Results 1 to 13 of 13
  1. #1
    Join Date
    Jan 2007
    Location
    UK
    Posts
    11,434
    Provided Answers: 10

    Unanswered: Best way to Delete Records from a Massive Table (heap)

    So I've stumbled across an audit table on one of our systems that has reached a hearty 180M rows in size.

    The table is a heap (no indexes whatsoever).

    Each record has a datetime value indicating when it was created.

    I need to delete everything that was created prior to the last 6 months; what is my best plan of attack?
    George
    Home | Blog

  2. #2
    Join Date
    Jan 2007
    Location
    UK
    Posts
    11,434
    Provided Answers: 10
    I've thought of a few options, but none without their downsides...
    1. Simple batched delete based on the datetime column value
    2. Create a clustered index on the datetime column, then perform a batched delete process
    3. Select last 6 months data in to temp table, truncate main table and then insert from temp
    4. As above but with a permanent table

    Downsides
    1. Each batch is going to take a good old while to complete due to lack of an index
    2. Index creation is going to be very time consuming. Could potentially build in tempdb to lower impact?
    3. Initial select could (read: probably will) take more time than the window of opportunity allows
    4. as above but with a lesser impact on tempdb?

    I think option 1 might be best as I can just do a few batches a night until we reduce the problem enough.

    Either way, none of this is going to be a quick process. In theory I can have some downtime (ideally schedule the task as an out of hours job), but our window of opportunity is only 2-3 hours a day.
    George
    Home | Blog

  3. #3
    Join Date
    Sep 2006
    Location
    Surrey, UK
    Posts
    995
    Provided Answers: 2
    If you're going to have to do this again in the future, I'd suggest creating an index on this table during one window of downtime. Then I'd probably look at creating a table to hold a cut-off date, and scheduling a job to purge records from the audit table that were created before this date. You could either amend this date manually, or use another job to bring it forward by a week each week (or whatever period suits you).
    10% of magic is knowing something that no-one else does. The rest is misdirection.

  4. #4
    Join Date
    Aug 2004
    Location
    Dallas, Texas
    Posts
    831
    Make another table with the same structure, move (copy) six months data and truncate source table then repopulate source from temp table. Create a nightly purge job and keep the table down to six months audit data.

  5. #5
    Join Date
    Jan 2007
    Location
    UK
    Posts
    11,434
    Provided Answers: 10
    Going forward I was planning on using a moving window of 6 months and schedule a cleanup job over each weekend (or more frequently if appropriate).
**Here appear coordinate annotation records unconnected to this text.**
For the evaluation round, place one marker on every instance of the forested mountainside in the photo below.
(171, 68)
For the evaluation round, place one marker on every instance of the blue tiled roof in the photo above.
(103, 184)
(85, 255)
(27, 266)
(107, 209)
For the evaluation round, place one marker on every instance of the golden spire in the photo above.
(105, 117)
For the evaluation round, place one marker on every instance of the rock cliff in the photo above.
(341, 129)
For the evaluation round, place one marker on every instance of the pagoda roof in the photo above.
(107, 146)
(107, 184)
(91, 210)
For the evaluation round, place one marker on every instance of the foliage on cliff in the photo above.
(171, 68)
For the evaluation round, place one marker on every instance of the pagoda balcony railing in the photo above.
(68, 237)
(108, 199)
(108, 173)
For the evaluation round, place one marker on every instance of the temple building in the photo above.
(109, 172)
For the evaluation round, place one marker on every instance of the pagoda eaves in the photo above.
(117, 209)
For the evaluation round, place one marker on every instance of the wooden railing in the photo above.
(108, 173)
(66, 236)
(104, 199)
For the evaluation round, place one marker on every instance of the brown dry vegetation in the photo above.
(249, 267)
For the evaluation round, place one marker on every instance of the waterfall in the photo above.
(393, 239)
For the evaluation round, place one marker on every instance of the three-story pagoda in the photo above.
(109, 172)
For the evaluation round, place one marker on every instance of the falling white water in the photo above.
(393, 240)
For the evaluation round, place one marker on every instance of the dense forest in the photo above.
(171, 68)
    Speaking of which; I may be able to wangle more downtime over a weekend...
    George
    Home | Blog

  6. #6
    Join Date
    Jan 2007
    Location
    UK
    Posts
    11,434
    Provided Answers: 10
    Quote Originally Posted by corncrowe View Post
    Make another table with the same structure, move (copy) six months data and truncate source table then repopulate source from temp table. Create a nightly purge job and keep the table down to six months audit data.
    The following query has been running for half an hour without result...
    Code:
    SELECT Count(*)
    FROM   dbo.some_log (NOLOCK)
    WHERE  datecreated >= '2013-01-01'
    Perhaps I need to batch the copy to the second table?
    George
    Home | Blog

  7. #7
    Join Date
    Nov 2004
    Location
    on the wrong server
    Posts
    8,835
    Provided Answers: 6
    I am with corncrowe with one or two little edits. A heap that sized is going to have data scattered all over the disk which is the cause of your current difficulties. Any new table you move the data into ought to be clustered, and I would use relative small set based batches of 5 or 10 thousand records. Just because your selects are just going to drag and drag.
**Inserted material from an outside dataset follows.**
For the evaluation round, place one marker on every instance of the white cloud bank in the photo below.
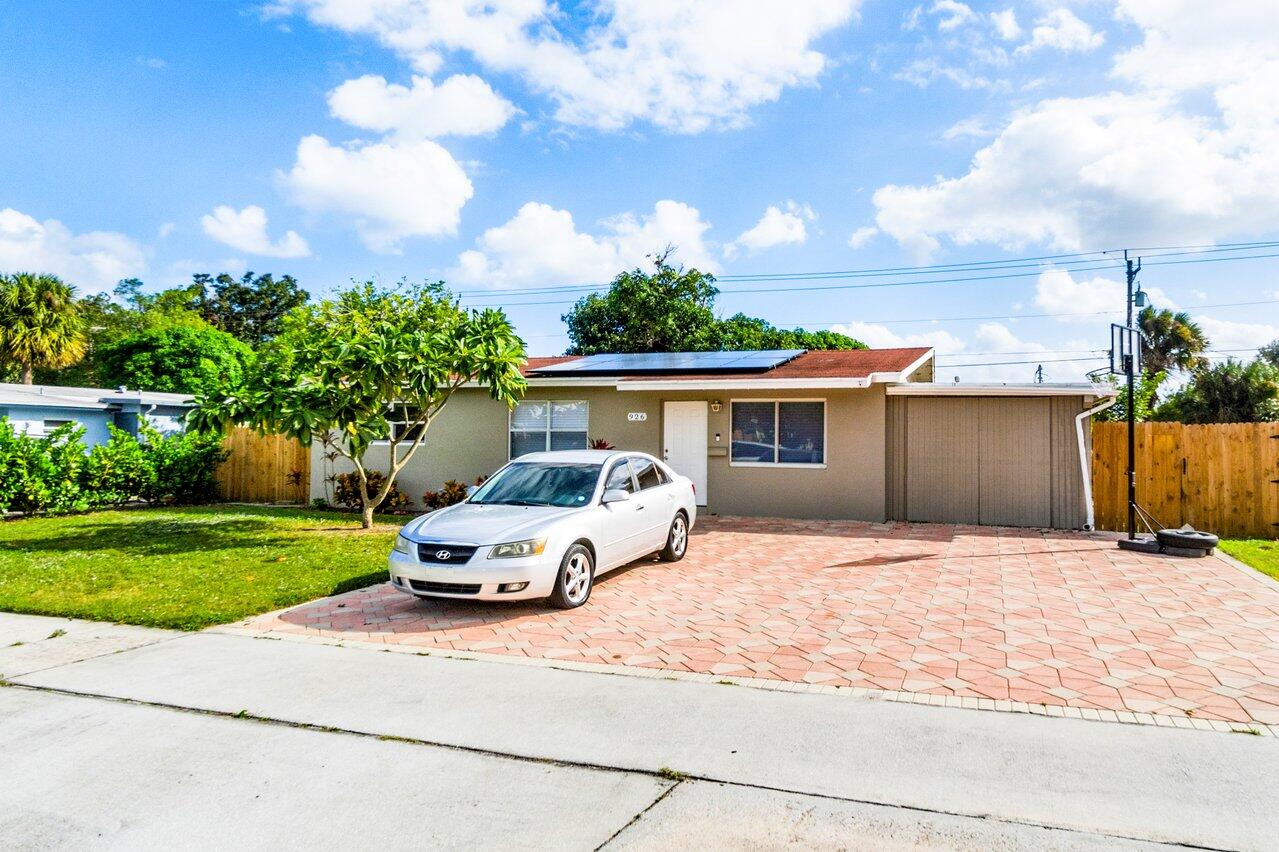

    Is the table partitioned? I would hope so for something of that size. If so, you could create a new table and move all of the data into the new table really fast with Partition Switching, then you could cluster the original table and only move the data back into the original table that you want in small set based batches ran against the monster heap.
    “If one brings so much courage to this world the world has to kill them or break them, so of course it kills them. The world breaks every one and afterward many are strong at the broken places. But those that will not break it kills. It kills the very good and the very gentle and the very brave impartially. If you are none of these you can be sure it will kill you too but there will be no special hurry.” Earnest Hemingway, A Farewell To Arms.

  8. #8
    Join Date
    Jun 2003
    Location
    Ohio
    Posts
    12,592
    Provided Answers: 1
    Loop through it, deleted 10000 records at a time.
    Then put a nightly batch job on it to deleted old records regularly.
    You don't want to run one massive delete, because that will lock the table up and possibly lock up the application that is creating the audit records.
    If it's not practically useful, then it's practically useless.

    blindman
    www.chess.com: "sqlblindman"
    www.LobsterShot.blogspot.com

  9. #9
    Join Date
    Jan 2007
    Location
    UK
    Posts
    11,434
    Provided Answers: 10
    <aside>
    New job, unfamiliar with this system, only became aware of this problem when things started falling over
    </aside>

    Done some digging. We currently only have 4 months of data in this table with a couple of erroneous older records which implies to me that there's already something [potentially] tidying this stuff up.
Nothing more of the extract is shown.